Time complexity: O(N)

Count the number of set bits (population counting) in a string.

By default all the bytes contained in the string are examined. It is possible to specify the counting operation only in an interval passing the additional arguments start and end.

Like for the GETRANGE command start and end can contain negative values in order to index bytes starting from the end of the string, where -1 is the last byte, -2 is the penultimate, and so forth.

Non-existent keys are treated as empty strings, so the command will return zero.

By default, the additional arguments start and end specify a byte index. We can use an additional argument BIT to specify a bit index. So 0 is the first bit, 1 is the second bit, and so forth. For negative values, -1 is the last bit, -2 is the penultimate, and so forth.

Return

Integer reply

The number of bits set to 1.

Examples

  1. dragonfly> SET mykey "foobar"
  2. "OK"
  3. dragonfly> BITCOUNT mykey
  4. (integer) 26
  5. dragonfly> BITCOUNT mykey 0 0
  6. (integer) 4
  7. dragonfly> BITCOUNT mykey 1 1
  8. (integer) 6
  9. dragonfly> BITCOUNT mykey 1 1 BYTE
  10. (integer) 6
  11. dragonfly> BITCOUNT mykey 5 30 BIT
  12. (integer) 17

Pattern: real-time metrics using bitmaps

Bitmaps are a very space-efficient representation of certain kinds of information. One example is a Web application that needs the history of user visits, so that for instance it is possible to determine what users are good targets of beta features.

Using the SETBIT command this is trivial to accomplish, identifying every day with a small progressive integer. For instance day 0 is the first day the application was put online, day 1 the next day, and so forth.

Every time a user performs a page view, the application can register that in the current day the user visited the web site using the SETBIT command setting the bit corresponding to the current day.

Later it will be trivial to know the number of single days the user visited the web site simply calling the BITCOUNT command against the bitmap.

A similar pattern where user IDs are used instead of days is described in the article called “Fast easy realtime metrics using Redis bitmaps“.

Performance considerations

In the above example of counting days, even after 10 years the application is online we still have just 365*10 bits of data per user, that is just 456 bytes per user. With this amount of data BITCOUNT is still as fast as any other O(1) Redis command like GET or INCR.

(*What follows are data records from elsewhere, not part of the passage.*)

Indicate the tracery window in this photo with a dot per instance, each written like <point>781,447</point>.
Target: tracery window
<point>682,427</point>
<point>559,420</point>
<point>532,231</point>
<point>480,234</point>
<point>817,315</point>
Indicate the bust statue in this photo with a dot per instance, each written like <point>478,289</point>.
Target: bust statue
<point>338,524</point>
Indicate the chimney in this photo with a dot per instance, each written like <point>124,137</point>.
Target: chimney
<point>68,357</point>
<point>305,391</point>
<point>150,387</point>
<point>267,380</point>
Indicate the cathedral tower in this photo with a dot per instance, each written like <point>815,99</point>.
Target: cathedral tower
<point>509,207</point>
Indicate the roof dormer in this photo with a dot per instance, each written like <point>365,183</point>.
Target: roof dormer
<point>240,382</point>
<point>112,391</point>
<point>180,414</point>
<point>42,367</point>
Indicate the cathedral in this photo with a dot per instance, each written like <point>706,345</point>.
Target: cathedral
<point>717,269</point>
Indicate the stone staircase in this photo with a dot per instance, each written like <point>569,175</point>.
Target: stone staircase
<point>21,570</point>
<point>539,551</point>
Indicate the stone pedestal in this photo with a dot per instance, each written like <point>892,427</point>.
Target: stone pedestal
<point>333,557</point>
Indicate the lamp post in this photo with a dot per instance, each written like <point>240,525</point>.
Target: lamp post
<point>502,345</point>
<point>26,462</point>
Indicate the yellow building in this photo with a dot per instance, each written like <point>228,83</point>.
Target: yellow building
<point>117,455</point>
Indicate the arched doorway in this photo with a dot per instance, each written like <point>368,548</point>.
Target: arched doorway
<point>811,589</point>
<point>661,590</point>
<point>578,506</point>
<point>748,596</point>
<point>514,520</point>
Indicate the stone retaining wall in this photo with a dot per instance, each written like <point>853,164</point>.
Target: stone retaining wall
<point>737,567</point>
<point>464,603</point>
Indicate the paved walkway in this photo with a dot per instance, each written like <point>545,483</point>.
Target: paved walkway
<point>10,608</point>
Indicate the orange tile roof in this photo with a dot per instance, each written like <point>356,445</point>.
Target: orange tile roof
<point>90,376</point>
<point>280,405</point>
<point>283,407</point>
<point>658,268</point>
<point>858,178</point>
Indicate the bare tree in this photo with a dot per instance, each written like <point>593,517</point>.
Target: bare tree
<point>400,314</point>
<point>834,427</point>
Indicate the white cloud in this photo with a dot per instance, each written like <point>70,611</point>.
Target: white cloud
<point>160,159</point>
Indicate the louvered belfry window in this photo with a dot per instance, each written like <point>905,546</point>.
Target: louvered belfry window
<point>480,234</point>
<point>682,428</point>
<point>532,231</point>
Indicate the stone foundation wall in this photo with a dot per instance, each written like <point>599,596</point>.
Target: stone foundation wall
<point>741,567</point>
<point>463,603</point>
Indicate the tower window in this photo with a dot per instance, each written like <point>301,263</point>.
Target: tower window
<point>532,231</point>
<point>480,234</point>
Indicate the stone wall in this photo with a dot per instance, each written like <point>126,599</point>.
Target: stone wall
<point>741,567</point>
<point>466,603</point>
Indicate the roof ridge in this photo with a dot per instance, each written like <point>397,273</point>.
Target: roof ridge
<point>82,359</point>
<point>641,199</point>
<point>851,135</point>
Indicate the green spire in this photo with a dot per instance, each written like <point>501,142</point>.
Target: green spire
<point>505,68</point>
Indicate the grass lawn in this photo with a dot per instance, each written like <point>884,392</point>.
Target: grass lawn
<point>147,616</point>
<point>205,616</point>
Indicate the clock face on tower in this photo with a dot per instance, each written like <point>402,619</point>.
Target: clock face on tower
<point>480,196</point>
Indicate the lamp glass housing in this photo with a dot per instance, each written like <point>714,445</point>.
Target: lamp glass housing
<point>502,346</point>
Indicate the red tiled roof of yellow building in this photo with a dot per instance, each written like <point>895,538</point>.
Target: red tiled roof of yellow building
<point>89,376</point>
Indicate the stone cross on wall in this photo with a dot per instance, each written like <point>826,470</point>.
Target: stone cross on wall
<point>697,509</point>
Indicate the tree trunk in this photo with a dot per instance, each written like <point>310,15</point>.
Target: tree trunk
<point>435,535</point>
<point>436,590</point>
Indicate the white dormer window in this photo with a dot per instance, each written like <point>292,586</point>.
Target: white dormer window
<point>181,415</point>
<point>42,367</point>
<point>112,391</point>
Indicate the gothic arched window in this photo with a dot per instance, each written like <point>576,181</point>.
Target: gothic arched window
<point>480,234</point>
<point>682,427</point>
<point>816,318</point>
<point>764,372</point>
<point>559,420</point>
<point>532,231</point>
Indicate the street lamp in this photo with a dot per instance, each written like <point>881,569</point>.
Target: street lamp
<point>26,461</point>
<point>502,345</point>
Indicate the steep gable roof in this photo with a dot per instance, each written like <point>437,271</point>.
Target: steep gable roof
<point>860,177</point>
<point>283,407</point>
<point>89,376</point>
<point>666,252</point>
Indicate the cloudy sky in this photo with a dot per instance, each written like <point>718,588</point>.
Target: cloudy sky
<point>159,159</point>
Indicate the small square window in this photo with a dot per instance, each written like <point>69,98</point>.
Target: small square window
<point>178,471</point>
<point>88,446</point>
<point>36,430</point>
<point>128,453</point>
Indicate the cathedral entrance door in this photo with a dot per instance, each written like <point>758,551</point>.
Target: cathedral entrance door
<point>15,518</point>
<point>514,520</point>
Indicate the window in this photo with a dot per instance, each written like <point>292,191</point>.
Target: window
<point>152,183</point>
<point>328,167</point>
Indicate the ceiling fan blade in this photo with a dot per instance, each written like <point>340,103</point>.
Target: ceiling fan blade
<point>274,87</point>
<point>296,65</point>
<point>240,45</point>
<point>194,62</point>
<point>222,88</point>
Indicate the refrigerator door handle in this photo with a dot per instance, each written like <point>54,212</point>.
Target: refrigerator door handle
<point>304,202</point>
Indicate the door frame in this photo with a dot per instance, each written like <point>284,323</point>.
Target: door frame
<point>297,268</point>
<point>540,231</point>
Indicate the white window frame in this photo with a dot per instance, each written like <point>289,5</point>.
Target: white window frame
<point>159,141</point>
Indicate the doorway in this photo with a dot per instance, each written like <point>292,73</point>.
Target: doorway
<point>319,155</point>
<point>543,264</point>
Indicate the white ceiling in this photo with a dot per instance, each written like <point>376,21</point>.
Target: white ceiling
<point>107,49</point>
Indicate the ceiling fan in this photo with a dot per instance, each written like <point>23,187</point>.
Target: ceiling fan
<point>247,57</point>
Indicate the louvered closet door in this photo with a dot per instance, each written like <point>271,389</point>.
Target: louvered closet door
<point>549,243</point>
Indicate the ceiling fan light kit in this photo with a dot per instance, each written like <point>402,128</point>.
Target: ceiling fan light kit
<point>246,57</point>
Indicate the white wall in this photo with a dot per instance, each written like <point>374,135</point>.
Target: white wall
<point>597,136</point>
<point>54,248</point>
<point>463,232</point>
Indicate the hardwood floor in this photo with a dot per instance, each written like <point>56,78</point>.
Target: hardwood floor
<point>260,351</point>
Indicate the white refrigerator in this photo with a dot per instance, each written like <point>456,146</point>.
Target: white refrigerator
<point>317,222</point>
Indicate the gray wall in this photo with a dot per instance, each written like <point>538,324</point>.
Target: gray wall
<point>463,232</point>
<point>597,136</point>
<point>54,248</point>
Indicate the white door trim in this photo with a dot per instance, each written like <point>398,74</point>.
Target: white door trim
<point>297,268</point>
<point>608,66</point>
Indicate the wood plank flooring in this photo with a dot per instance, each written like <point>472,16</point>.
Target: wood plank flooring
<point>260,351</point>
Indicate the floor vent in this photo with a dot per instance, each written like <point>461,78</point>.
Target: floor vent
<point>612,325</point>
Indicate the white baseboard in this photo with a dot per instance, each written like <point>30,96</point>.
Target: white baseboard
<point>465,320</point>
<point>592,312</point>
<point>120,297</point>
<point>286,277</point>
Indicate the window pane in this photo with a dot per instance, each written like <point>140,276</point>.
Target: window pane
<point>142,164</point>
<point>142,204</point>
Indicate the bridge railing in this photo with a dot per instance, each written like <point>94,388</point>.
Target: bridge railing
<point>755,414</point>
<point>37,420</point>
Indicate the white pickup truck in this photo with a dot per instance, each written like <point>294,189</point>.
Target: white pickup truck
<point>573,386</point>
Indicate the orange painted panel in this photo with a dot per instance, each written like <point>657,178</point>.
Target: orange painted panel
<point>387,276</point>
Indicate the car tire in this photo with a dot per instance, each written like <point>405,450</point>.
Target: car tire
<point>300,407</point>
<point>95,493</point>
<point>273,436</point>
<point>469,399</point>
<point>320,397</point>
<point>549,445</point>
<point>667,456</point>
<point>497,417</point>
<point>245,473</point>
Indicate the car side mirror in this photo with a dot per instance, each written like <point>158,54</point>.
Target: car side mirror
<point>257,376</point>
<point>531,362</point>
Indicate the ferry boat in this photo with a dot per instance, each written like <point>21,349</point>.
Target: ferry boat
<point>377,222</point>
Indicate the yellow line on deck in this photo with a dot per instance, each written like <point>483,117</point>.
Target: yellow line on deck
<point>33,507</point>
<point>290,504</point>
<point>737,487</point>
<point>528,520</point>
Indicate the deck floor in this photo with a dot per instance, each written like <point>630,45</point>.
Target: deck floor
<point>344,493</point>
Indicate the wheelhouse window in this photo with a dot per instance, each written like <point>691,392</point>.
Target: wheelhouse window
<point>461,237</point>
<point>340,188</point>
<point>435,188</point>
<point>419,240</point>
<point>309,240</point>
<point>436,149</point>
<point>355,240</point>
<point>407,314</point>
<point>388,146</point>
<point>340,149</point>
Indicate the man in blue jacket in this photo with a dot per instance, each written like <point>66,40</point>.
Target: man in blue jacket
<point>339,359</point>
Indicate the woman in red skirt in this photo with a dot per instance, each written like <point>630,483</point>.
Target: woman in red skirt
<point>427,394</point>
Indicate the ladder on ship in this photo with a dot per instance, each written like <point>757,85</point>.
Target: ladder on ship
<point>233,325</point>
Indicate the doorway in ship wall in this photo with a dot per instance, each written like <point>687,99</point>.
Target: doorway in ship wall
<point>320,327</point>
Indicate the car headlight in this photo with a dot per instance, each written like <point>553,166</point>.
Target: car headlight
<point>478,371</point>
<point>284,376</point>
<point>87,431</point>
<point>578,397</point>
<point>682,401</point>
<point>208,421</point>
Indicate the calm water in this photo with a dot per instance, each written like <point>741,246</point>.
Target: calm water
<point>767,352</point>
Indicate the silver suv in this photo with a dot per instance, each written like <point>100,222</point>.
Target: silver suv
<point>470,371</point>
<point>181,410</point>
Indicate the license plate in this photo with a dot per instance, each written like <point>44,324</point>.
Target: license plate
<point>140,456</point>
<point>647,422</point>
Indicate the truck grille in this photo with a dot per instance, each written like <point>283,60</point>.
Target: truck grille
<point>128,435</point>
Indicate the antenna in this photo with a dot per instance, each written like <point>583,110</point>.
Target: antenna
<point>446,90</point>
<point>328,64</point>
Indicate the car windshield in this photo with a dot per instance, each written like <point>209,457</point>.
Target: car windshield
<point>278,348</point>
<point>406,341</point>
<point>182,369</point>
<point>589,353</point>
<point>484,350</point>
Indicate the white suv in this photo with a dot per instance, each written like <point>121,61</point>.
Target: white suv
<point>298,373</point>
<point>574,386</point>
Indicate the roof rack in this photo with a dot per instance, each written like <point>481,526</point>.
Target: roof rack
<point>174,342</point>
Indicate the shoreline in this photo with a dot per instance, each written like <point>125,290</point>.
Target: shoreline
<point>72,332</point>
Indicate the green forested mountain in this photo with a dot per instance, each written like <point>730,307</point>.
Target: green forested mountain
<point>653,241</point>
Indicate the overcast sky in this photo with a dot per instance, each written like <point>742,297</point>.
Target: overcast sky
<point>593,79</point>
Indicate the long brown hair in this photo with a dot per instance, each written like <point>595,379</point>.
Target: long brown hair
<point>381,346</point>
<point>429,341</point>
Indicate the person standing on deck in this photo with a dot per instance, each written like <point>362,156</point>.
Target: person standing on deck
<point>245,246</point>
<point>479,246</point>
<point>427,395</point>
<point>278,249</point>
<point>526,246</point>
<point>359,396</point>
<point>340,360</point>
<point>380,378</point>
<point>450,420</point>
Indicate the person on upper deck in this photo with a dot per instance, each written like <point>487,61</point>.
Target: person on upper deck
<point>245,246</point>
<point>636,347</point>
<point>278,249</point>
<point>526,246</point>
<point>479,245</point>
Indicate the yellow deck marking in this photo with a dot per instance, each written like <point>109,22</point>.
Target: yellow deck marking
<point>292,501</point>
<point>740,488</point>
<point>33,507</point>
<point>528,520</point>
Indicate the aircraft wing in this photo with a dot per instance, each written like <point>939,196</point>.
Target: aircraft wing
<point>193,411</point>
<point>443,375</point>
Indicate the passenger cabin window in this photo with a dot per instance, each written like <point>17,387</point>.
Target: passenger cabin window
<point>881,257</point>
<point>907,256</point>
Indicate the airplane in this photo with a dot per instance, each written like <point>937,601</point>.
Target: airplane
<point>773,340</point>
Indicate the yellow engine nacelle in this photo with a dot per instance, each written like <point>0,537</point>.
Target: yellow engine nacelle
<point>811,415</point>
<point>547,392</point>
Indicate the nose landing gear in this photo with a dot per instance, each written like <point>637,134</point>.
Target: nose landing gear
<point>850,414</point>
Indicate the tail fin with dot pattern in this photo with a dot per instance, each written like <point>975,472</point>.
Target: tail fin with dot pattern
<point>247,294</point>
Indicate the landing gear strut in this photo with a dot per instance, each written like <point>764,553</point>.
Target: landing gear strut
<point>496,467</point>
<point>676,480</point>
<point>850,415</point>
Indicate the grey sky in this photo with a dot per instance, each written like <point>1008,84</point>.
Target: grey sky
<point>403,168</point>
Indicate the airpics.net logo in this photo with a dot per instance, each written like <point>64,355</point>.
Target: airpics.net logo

When the bitmap is big, there are two alternatives:

  • Taking a separated key that is incremented every time the bitmap is modified. This can be very efficient and atomic using a small Redis Lua script.
  • Running the bitmap incrementally using the BITCOUNT start and end optional parameters, accumulating the results client-side, and optionally caching the result into a key.